Yurdakul “AYM kararı çelişkilidir, dosyada her şey yapıldı. Eylemin taksirle olduğu kesindir. Cezada değişiklik yapılmasına gerek yok.
"Polis yetkisini kullanmıştır. Polis silahını kullanmasa şehit olabilirdi. Olay yeri ve Okmeydanı avukatların anlattığı gibi bir yer değil. Olayın olduğu dönem, Gezi olayları yaşanıyordu ve orada her gün olay oluyordu.
"Okmeydanı öyle sıkıntılı bir yer ki, savcı olay yerine inceleme yapmaya dahi gidemedi. Polisin silahını kullandığı ve kullanmadığı örneklere bakalım.
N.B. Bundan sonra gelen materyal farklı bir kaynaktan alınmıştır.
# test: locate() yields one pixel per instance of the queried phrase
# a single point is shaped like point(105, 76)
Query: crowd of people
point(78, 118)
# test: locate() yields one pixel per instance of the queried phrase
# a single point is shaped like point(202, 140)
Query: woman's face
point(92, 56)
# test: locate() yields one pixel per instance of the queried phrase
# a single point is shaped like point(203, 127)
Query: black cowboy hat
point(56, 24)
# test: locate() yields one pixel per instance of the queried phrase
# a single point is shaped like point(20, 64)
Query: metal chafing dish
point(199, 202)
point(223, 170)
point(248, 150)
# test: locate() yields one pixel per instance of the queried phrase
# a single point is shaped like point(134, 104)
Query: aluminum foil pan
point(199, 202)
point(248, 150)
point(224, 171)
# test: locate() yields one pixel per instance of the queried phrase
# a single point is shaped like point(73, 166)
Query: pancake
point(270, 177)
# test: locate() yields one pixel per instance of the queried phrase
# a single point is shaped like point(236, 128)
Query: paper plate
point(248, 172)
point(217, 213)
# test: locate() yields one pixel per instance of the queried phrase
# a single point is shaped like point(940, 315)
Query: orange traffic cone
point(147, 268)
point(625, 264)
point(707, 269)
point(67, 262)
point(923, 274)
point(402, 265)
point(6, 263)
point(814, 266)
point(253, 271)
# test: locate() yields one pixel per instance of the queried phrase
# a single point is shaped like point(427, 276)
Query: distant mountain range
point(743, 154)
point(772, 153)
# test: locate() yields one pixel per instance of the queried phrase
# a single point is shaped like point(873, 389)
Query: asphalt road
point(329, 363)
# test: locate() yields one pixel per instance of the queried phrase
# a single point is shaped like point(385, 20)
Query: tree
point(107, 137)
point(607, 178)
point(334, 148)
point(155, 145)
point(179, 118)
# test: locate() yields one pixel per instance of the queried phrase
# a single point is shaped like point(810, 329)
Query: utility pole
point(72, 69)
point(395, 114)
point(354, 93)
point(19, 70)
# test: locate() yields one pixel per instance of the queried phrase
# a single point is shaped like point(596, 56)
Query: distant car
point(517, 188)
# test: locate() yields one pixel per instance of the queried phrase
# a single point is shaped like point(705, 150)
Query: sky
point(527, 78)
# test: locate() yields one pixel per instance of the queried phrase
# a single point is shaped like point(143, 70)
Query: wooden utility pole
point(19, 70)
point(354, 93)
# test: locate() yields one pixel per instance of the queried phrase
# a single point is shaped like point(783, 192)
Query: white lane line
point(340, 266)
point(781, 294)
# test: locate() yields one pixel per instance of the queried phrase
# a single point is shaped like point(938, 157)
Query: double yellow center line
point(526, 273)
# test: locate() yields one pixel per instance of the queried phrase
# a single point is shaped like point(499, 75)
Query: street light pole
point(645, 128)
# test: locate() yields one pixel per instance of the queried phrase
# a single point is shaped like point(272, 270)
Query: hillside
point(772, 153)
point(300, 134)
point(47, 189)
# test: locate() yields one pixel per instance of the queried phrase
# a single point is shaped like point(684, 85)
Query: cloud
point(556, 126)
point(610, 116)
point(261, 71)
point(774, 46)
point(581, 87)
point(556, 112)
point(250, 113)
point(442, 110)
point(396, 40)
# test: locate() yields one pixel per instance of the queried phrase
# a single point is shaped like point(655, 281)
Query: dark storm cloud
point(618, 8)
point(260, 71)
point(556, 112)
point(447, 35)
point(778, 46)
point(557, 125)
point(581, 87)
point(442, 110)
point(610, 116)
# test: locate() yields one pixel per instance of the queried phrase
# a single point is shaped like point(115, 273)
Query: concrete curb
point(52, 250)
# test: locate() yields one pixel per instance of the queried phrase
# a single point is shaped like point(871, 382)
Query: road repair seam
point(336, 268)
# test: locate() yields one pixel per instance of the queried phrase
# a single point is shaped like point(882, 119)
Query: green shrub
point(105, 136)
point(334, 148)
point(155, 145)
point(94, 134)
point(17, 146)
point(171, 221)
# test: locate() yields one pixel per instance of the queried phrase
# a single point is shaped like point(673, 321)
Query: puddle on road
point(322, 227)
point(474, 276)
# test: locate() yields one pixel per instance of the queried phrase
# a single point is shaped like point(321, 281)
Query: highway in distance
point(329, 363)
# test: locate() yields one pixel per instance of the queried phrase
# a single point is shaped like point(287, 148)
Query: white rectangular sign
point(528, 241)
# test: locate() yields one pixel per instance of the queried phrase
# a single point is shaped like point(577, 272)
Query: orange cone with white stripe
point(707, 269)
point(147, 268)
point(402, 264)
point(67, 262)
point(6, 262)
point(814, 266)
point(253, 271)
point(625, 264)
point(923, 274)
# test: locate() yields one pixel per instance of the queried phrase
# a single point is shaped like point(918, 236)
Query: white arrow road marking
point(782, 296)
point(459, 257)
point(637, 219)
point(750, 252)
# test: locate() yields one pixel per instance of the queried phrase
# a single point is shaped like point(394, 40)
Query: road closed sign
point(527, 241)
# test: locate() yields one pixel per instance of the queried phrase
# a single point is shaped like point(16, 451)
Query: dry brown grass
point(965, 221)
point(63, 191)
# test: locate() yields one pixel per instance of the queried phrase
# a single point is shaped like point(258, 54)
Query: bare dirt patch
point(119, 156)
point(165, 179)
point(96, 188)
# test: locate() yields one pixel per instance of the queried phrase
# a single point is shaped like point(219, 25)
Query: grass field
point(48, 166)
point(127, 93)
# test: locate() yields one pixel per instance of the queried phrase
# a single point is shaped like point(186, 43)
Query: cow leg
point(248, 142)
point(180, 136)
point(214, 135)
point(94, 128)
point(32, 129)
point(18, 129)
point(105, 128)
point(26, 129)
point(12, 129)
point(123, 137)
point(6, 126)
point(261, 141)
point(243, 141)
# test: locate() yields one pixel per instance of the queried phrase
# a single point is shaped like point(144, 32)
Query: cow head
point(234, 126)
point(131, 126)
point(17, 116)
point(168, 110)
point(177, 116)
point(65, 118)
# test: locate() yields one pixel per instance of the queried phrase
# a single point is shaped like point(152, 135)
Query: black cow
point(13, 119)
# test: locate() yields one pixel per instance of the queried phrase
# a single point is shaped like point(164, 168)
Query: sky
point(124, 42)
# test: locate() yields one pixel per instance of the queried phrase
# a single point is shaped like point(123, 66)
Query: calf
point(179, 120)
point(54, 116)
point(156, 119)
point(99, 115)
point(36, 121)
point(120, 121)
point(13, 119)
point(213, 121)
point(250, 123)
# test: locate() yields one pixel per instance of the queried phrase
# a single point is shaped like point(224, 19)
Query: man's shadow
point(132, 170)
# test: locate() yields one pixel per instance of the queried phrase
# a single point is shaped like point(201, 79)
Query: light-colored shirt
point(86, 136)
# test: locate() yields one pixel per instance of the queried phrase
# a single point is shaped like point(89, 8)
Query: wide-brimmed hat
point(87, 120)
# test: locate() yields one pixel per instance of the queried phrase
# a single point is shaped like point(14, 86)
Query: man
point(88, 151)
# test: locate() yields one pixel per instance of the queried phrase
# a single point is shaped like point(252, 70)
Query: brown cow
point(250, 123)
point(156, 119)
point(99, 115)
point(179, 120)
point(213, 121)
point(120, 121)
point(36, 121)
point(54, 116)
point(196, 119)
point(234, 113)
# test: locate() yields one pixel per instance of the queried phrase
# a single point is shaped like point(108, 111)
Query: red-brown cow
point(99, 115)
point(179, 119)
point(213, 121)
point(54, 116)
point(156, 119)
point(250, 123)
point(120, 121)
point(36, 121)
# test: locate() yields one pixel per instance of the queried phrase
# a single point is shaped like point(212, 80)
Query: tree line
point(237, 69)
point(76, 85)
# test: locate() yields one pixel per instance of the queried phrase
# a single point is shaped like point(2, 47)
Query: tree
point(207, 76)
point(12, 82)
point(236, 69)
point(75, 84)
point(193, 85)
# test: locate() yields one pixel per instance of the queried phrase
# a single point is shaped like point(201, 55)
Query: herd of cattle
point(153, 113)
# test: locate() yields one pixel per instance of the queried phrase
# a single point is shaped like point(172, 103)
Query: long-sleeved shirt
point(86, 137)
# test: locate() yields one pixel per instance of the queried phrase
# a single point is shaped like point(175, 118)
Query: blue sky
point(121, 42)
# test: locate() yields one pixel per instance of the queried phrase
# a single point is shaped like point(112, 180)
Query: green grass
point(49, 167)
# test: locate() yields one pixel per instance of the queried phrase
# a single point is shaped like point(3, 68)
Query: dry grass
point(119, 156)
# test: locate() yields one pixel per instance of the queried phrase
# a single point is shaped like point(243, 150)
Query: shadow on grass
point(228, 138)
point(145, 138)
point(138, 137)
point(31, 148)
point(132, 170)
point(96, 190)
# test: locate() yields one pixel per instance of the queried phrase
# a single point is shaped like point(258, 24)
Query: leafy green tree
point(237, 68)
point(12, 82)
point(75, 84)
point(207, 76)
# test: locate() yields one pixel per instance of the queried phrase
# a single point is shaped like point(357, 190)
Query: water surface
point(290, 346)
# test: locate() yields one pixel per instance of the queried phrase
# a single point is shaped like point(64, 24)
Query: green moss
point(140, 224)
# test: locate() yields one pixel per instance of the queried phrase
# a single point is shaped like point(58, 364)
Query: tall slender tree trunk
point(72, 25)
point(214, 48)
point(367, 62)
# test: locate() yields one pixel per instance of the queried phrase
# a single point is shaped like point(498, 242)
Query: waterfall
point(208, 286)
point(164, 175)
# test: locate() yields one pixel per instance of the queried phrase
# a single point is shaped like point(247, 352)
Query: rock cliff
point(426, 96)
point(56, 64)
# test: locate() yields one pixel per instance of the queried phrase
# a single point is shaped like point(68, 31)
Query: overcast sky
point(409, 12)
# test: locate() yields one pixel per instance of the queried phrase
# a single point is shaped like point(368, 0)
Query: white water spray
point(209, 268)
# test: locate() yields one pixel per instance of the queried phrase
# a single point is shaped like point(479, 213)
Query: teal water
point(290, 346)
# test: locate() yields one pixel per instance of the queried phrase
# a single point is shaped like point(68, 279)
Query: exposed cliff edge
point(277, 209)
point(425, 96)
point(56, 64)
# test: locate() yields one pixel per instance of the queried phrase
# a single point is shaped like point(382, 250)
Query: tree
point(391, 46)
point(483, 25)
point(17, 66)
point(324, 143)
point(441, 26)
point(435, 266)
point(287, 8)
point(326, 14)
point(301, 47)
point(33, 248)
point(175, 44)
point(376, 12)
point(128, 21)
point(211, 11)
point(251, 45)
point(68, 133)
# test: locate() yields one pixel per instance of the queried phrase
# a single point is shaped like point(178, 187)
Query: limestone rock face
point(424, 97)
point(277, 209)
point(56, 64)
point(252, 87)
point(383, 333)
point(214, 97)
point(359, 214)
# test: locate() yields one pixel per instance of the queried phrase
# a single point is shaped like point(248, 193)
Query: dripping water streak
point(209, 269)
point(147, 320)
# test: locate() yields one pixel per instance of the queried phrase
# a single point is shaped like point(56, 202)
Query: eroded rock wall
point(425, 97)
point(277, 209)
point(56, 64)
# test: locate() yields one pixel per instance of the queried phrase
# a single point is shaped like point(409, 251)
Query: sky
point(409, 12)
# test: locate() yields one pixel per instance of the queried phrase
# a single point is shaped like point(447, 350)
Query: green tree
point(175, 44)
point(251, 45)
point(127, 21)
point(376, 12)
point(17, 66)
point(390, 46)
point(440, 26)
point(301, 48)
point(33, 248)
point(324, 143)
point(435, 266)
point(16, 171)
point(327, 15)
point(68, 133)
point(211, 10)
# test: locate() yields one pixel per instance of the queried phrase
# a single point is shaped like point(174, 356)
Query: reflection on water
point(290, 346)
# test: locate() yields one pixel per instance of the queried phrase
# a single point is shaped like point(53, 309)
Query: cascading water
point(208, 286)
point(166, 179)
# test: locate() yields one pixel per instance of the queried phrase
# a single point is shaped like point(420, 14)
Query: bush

Kullanmadığı zamanlarda daha fazla ölümle sonuçlanan olay yaşanmıştır” dedi.
Yurdakul, Kurt Ailesi avukatlarının bilirkişi talebinin ise reddedilmesini istedi.
Avukatların konuşmasının ardından duruşmaya 15 dakika ara verildi.
Kararın ardından Mahkeme, bilirkişi incelemesi ve görüntülerin duruşma salonunda izlenmesi taleplerinin reddine ve dosyanın mütalaa için başsavcılığa gönderilmesine karar verdi.
Duruşmayı 15 Aralık 10.30 bıraktı.
Kararın ardından Narin Kurt, mahkeme başkanı Aydın'a tepki göstererek, "Görüntüleri incelemeden nasıl karar vereceksiniz sayın başkan. Bu şekilde nasıl adaleti sağlayacaksınız, biz 9 yıldır adalet bekliyoruz" dedi.